Consequently, there is massive funding for a national child-care program and green energy investment. There is money to help small business, big business, the old, the young, the homeless. There are dollars to teach kids to code, dollars to boost the federal minimum wage, dollars to save the polar continental shelf and to encourage diverse voices in Canadian television and film.
There is money for exploring the creation of a new Canadian social bond, billed as an opportunity to “connect socially conscious investors with Government of Canada bonds that support social objectives such as reducing homelessness.” Why not! There’s money for Venezuelan migrants and the Rohingya people. There is money to recognize the contribution of atomic workers.

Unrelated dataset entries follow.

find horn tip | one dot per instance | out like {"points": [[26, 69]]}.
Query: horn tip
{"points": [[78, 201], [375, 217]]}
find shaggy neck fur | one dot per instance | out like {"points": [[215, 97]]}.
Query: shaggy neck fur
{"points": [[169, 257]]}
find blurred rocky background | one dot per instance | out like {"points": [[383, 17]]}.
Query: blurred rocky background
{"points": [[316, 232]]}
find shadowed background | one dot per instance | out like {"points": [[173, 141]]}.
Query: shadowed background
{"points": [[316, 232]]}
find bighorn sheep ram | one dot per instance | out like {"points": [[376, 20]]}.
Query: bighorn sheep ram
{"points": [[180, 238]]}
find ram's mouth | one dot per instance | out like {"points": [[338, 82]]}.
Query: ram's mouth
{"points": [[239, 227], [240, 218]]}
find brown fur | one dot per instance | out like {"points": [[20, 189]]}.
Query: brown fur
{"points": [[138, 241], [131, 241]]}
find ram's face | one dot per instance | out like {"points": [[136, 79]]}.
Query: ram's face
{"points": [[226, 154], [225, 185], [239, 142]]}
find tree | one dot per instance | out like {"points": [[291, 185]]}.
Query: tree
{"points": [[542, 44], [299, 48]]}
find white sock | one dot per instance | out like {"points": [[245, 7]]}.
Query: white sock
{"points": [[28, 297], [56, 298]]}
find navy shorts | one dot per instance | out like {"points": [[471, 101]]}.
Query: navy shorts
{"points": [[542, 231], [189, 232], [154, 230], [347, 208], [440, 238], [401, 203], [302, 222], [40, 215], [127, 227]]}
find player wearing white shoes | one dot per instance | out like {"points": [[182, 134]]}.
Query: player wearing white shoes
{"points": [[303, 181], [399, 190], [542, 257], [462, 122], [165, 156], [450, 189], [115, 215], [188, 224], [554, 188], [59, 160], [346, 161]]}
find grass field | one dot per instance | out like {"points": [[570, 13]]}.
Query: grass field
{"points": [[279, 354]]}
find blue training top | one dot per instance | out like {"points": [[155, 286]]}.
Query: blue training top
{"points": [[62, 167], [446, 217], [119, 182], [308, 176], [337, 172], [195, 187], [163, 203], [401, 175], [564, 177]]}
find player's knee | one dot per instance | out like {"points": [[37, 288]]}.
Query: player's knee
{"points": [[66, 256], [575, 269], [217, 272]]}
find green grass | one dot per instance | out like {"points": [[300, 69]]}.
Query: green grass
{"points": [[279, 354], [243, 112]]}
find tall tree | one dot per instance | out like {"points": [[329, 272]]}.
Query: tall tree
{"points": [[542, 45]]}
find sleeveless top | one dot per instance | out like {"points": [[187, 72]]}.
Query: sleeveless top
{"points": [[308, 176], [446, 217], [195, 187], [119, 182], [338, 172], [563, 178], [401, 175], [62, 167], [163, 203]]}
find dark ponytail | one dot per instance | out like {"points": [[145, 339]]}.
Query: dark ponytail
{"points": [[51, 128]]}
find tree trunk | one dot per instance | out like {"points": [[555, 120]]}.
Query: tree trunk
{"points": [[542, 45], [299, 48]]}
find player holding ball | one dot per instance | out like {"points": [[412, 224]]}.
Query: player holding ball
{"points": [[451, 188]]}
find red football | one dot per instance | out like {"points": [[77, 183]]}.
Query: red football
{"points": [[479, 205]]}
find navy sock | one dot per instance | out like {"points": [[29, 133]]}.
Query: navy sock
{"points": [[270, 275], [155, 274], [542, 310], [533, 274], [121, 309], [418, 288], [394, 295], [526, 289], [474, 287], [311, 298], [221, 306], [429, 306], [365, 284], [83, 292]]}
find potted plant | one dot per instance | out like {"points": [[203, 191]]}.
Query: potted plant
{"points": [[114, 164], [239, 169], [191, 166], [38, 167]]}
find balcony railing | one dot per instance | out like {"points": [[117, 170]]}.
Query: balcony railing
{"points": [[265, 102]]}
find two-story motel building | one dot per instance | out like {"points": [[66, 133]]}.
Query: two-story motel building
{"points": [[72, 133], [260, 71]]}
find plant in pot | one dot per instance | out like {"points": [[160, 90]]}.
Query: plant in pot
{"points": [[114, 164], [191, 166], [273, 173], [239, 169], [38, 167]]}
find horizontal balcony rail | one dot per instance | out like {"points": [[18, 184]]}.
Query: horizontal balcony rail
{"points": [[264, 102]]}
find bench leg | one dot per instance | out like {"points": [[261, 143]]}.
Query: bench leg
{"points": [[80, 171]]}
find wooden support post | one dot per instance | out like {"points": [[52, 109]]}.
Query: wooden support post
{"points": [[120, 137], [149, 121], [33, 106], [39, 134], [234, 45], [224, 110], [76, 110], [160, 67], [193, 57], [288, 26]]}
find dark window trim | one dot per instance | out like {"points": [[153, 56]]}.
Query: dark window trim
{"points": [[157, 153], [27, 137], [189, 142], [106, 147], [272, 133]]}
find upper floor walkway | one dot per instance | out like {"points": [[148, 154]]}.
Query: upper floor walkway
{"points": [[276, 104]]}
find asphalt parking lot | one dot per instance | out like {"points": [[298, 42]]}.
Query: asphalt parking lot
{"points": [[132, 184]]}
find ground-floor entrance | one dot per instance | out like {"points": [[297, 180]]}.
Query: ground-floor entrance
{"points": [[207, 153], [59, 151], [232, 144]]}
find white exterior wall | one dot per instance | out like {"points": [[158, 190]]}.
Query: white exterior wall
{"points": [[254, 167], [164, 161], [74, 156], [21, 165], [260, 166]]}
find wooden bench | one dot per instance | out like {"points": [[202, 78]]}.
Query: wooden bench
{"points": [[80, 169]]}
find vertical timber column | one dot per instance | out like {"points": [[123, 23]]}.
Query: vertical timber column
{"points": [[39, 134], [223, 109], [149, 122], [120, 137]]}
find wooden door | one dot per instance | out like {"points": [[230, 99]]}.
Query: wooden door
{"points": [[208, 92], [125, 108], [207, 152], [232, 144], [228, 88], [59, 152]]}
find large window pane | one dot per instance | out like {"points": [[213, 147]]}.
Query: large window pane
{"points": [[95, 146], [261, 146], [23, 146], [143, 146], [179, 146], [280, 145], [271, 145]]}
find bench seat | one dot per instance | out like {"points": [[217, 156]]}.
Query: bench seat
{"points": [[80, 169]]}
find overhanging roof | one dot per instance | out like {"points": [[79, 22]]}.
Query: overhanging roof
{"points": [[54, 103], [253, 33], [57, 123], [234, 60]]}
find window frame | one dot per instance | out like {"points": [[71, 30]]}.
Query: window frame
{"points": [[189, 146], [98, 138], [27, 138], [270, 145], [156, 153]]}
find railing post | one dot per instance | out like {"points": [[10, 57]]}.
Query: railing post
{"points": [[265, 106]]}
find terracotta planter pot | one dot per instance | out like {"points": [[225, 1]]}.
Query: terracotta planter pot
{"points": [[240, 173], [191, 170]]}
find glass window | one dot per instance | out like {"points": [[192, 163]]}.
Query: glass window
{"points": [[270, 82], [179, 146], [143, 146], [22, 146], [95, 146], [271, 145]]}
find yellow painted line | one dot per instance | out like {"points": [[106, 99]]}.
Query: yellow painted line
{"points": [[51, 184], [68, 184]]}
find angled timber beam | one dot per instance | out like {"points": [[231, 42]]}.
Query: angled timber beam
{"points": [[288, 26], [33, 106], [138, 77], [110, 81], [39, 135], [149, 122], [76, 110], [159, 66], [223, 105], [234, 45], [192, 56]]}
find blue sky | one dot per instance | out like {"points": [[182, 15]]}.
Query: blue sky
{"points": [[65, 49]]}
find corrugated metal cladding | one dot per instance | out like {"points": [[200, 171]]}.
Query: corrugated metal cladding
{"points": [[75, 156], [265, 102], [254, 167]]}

There is money … for everything.
There is a lot less in the budget about red ink and having fiscal anchors that give us some idea of what constitutes acceptable levels of debt and deficits in the future. “Anchors are what they are,” said a senior government official when asked where it all stops. He said he was more concerned about anchors becoming straitjackets.
And in 2021, there is nothing worse than being in a fiscal straitjacket.
It can be said that despite the record levels of spending that we are seeing, Canada is still in a relatively strong position vis-à-vis some of our wealthiest counterparts. We have the lowest net-debt-to-GDP ratio of any of the G7 nations. By 2025-26, total accumulated federal debt will total $1.4-trillion. In five years’ time, the charges on all that debt are expected to reach almost $40-billion – almost double what it is now.
Keep it up, and pretty soon we’ll be talking real money.
Of course, money is cheap right now. It also seems to have dawned on governments that they don’t have to pay off their debt; they just issue new bonds when old debt becomes due. It’s a spectacular sleight of hand that only gets exposed as a sham when interest rates start increasing or there is an economic calamity caused by something like, say, a pandemic.
Given the current environment, however, there are likely going to be few Canadians upset about all this spending. There are many still trying to recover from the economic tumult COVID-19 caused. People need help. The fact that this budget goes far beyond just extending a hand up to those in need and amounts to a far-reaching foray into all aspects of Canadian life will largely go unnoticed by the masses.
Much of what the budget purports to do will be appreciated in many sectors of the economy. And while all budgets are political documents to some extent, this one is especially so, given all that it promises, given all that it offers in cold, hard cash.
Near the end of her budget speech, Finance Minister Chrystia Freeland said that as the country neared the end of the pandemic, there were greater times ahead.
“Opportunity is coming,” she said. “Growth is coming. Jobs are coming.”
She could have said an election is likely coming too.